Sprint Cannot Succeed on Its Own

October 31, 2017 by Douglas A. McIntyre

It appears, based on media reports, that a marriage between number four U.S. wireless carrier Sprint Corp. (NYSE: S) and number three carrier T-Mobile US Inc. (NASDAQ: TMUS) is off. Sprint needed the deal to remain viable.

Rumors are that Sprint’s major shareholder Softbank was unhappy with the agreement proposed by T-Mobile majority shareholder Deutsche Telekom. T-Mobile would have been the controlling party in any marriage

Sprint will have to settle with the smallest market share in a cutthroat sector that is no longer growing in the United States. There are more cellphones than people. The upgrade cycle of phones, which includes the launch of the new iPhone 8 and iPhone X, is another rotation in an endlessly changing inventory. The four large carriers rely on price cuts and an ever-changing set of broadband service price wars. The entire industry will soon make the immensely expensive transition from 4G to 5G service.

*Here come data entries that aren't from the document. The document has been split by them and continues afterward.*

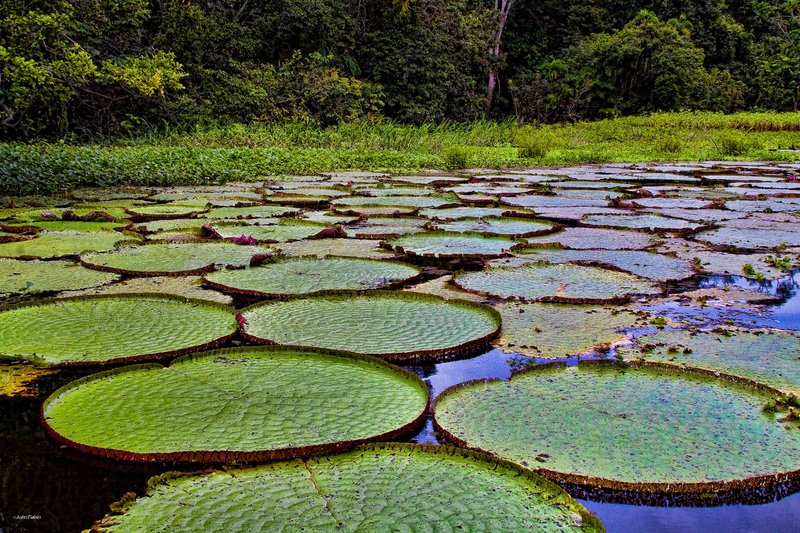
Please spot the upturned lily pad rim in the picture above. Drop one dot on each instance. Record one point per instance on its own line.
(82, 259)
(515, 244)
(400, 357)
(555, 227)
(588, 521)
(232, 456)
(673, 231)
(191, 212)
(614, 300)
(286, 259)
(133, 358)
(584, 481)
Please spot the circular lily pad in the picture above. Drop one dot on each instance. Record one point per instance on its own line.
(625, 428)
(396, 201)
(378, 487)
(45, 276)
(769, 357)
(284, 230)
(172, 259)
(112, 329)
(392, 325)
(64, 243)
(508, 227)
(164, 212)
(453, 245)
(241, 404)
(308, 275)
(556, 283)
(549, 331)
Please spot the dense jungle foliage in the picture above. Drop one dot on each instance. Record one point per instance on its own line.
(118, 66)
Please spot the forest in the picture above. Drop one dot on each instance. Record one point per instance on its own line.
(76, 69)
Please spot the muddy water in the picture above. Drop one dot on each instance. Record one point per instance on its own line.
(46, 488)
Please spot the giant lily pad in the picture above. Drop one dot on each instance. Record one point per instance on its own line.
(645, 264)
(769, 357)
(396, 201)
(64, 243)
(630, 428)
(237, 404)
(555, 283)
(306, 275)
(594, 238)
(549, 330)
(392, 325)
(110, 329)
(452, 245)
(283, 231)
(647, 222)
(172, 259)
(45, 276)
(506, 226)
(373, 488)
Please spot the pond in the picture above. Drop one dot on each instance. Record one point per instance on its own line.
(688, 265)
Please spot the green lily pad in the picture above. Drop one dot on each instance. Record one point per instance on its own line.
(397, 201)
(392, 325)
(549, 330)
(283, 231)
(112, 329)
(769, 357)
(45, 276)
(306, 275)
(379, 487)
(625, 428)
(183, 286)
(456, 213)
(172, 259)
(163, 212)
(259, 211)
(565, 283)
(64, 243)
(452, 245)
(749, 238)
(239, 404)
(506, 226)
(645, 264)
(594, 238)
(641, 222)
(339, 247)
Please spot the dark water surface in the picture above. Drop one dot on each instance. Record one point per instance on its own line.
(46, 488)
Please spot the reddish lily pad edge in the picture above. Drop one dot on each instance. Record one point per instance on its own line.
(232, 456)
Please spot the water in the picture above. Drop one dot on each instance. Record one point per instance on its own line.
(51, 489)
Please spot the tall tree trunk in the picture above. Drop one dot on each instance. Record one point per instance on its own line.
(501, 10)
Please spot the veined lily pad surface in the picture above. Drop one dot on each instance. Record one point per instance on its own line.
(44, 276)
(510, 227)
(64, 243)
(453, 245)
(172, 259)
(379, 487)
(392, 325)
(551, 331)
(236, 404)
(311, 275)
(645, 264)
(105, 329)
(771, 356)
(556, 283)
(617, 427)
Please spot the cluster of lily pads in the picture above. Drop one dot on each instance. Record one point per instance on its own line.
(267, 320)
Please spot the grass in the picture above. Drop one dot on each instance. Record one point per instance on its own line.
(247, 152)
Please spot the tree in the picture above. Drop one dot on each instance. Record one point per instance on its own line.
(500, 12)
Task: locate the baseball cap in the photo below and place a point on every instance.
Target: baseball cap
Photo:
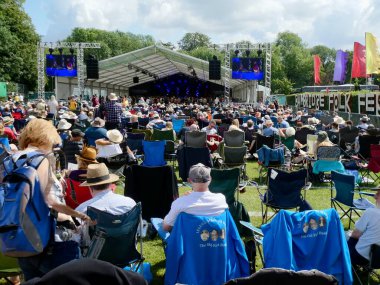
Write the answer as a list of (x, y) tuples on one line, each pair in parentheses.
[(200, 173)]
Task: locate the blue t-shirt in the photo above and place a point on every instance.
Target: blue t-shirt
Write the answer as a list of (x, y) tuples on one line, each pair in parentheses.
[(92, 134)]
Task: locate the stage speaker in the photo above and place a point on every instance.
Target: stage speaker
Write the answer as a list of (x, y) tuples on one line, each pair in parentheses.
[(92, 68), (214, 69)]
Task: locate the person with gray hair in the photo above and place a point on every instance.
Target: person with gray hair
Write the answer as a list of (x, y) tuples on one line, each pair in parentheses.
[(199, 201)]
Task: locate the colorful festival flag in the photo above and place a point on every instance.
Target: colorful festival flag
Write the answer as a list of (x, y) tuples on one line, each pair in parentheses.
[(372, 54), (340, 66), (317, 68), (358, 62)]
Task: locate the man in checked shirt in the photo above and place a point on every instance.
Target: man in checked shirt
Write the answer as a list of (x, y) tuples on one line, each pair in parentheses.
[(113, 111)]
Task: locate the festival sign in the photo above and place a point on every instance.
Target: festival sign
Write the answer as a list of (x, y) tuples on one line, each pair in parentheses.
[(362, 103)]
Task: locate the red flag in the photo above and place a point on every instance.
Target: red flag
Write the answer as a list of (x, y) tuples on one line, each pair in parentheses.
[(358, 62), (317, 68)]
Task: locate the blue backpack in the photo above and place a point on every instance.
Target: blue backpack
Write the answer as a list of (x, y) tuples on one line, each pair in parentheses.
[(26, 224)]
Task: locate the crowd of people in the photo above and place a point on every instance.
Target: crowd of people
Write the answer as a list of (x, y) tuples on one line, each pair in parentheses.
[(82, 130)]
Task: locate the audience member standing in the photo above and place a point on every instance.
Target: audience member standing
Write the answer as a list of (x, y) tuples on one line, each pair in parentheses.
[(113, 112)]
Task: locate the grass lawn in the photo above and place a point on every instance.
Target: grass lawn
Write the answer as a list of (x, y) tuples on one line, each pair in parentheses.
[(319, 198)]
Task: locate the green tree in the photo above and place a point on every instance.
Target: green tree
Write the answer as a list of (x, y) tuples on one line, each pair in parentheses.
[(112, 43), (327, 56), (191, 41), (18, 48)]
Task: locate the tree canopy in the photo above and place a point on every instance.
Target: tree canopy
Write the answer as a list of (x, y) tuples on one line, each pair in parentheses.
[(18, 48)]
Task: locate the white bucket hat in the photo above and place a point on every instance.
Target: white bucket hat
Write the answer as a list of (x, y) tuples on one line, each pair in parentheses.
[(114, 136), (63, 125)]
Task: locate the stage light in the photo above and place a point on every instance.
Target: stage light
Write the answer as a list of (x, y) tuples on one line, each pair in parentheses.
[(259, 52)]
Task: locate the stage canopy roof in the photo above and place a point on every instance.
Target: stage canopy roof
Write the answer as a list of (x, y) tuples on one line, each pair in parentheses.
[(154, 62)]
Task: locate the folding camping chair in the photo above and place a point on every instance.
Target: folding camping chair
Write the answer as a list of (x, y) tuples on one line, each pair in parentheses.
[(195, 240), (344, 185), (115, 237), (374, 263), (155, 187), (195, 139), (284, 192), (234, 138), (311, 239), (227, 182)]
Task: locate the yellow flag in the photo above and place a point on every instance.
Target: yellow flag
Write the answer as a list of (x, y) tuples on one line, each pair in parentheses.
[(372, 54)]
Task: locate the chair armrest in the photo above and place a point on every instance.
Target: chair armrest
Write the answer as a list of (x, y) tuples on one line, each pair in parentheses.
[(157, 223), (307, 186), (256, 231)]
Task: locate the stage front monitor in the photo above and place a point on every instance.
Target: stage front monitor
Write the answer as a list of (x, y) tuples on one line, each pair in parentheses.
[(61, 65), (247, 68)]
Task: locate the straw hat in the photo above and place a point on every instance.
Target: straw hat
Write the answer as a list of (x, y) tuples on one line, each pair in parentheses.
[(339, 120), (63, 125), (87, 154), (98, 123), (112, 96), (98, 174), (8, 120), (114, 136), (313, 121)]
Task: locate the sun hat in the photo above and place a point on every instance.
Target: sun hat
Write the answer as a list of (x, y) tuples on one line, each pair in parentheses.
[(87, 154), (63, 125), (365, 118), (312, 121), (77, 133), (98, 123), (8, 120), (289, 132), (114, 136), (339, 120), (112, 96), (200, 173), (98, 174), (322, 136)]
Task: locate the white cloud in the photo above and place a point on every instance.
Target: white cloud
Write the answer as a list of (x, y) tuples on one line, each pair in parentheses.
[(335, 23)]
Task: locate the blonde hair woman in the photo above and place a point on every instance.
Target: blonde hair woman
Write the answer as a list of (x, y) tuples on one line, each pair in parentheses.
[(40, 136)]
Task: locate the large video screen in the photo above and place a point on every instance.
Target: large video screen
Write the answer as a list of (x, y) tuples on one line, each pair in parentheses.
[(247, 68), (61, 65)]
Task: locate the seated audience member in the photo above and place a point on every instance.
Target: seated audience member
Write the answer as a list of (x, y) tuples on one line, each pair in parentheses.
[(363, 125), (366, 233), (99, 180), (73, 146), (156, 121), (200, 201), (269, 130), (322, 140), (211, 128), (169, 126), (235, 126), (39, 136), (63, 129), (95, 132), (282, 124)]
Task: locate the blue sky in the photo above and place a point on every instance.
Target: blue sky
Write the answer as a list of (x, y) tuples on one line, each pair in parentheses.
[(334, 23)]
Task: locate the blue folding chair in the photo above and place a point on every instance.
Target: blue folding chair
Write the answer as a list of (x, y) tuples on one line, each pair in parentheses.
[(115, 237), (154, 153)]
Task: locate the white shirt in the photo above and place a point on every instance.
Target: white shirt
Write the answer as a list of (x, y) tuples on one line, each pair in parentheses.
[(197, 203), (109, 202), (369, 225)]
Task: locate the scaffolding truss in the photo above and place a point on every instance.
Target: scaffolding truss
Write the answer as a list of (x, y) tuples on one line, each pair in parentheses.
[(41, 46)]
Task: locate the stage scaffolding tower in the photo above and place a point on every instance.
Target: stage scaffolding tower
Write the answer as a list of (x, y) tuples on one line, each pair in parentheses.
[(266, 50), (41, 46)]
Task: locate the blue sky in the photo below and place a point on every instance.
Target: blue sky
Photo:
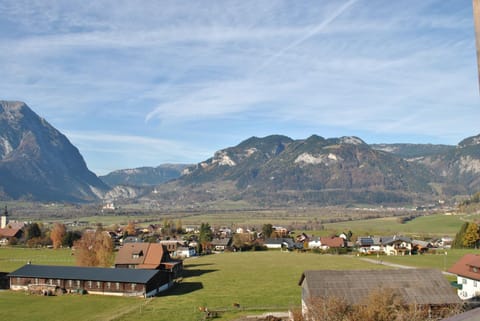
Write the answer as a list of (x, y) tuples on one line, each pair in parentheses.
[(141, 83)]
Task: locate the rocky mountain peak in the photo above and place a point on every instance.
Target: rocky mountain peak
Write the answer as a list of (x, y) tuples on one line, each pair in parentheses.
[(39, 161), (470, 141)]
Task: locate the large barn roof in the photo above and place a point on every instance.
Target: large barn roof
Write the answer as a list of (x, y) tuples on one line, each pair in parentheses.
[(85, 273), (415, 286)]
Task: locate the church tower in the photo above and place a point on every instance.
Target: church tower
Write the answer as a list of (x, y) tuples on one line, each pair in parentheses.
[(4, 218), (476, 19)]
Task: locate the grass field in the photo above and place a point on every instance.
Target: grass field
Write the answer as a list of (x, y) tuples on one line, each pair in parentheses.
[(431, 225), (258, 281)]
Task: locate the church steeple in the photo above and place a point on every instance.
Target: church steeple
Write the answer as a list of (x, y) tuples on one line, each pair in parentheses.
[(4, 218)]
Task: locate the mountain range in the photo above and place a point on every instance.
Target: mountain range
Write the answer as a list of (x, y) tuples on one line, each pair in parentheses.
[(37, 162), (279, 171)]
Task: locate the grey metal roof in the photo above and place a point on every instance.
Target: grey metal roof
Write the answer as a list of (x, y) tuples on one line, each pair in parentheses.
[(420, 286), (85, 273)]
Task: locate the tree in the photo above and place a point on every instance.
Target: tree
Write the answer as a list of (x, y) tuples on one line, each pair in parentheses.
[(130, 229), (471, 235), (70, 237), (94, 249), (57, 234), (179, 227), (458, 241), (267, 230), (33, 231)]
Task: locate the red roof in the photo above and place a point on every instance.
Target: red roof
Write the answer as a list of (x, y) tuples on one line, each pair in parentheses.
[(468, 266)]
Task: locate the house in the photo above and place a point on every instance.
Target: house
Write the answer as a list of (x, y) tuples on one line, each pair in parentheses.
[(471, 315), (369, 244), (104, 281), (172, 246), (397, 245), (422, 287), (185, 251), (153, 256), (420, 247), (7, 234), (221, 244), (283, 243), (467, 270)]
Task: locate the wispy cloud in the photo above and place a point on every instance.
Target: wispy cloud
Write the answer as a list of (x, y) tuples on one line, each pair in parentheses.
[(176, 81)]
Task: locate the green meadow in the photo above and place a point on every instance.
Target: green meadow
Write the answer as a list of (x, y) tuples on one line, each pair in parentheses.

Sprint usually finishes last or close to last in surveys of wireless service, which makes its ability to claw back market share more difficult. Its revenue in the third quarter was $6.0 billion, down from $6.4 billion in the same quarter a year ago, At least Sprint’s net loss got better. It shrank from $142 million to $48 million. The company has $32.4 billion in long-term debt, financing and capital lease obligations.

Aside from T-Mobile, which has aggressively marketed its services and added millions of new subscribers in the past three years, Sprint is up against industry juggernauts AT&T Inc. (NYSE: T) and Verizon Communications Inc. (NYSE: VZ). Both companies are huge, based on revenue and subscriber count, and have added content ownership to their inventories of unique services. Sprint has neither the balance sheet nor the market cap to match those moves.

Sprint’s share price has dropped 28% this year to $6.34. The figure would have been worse if not for the T-Mobile M&A discussions. Its share price almost certainly will languish without a partner, and its options to expand its business have already eroded.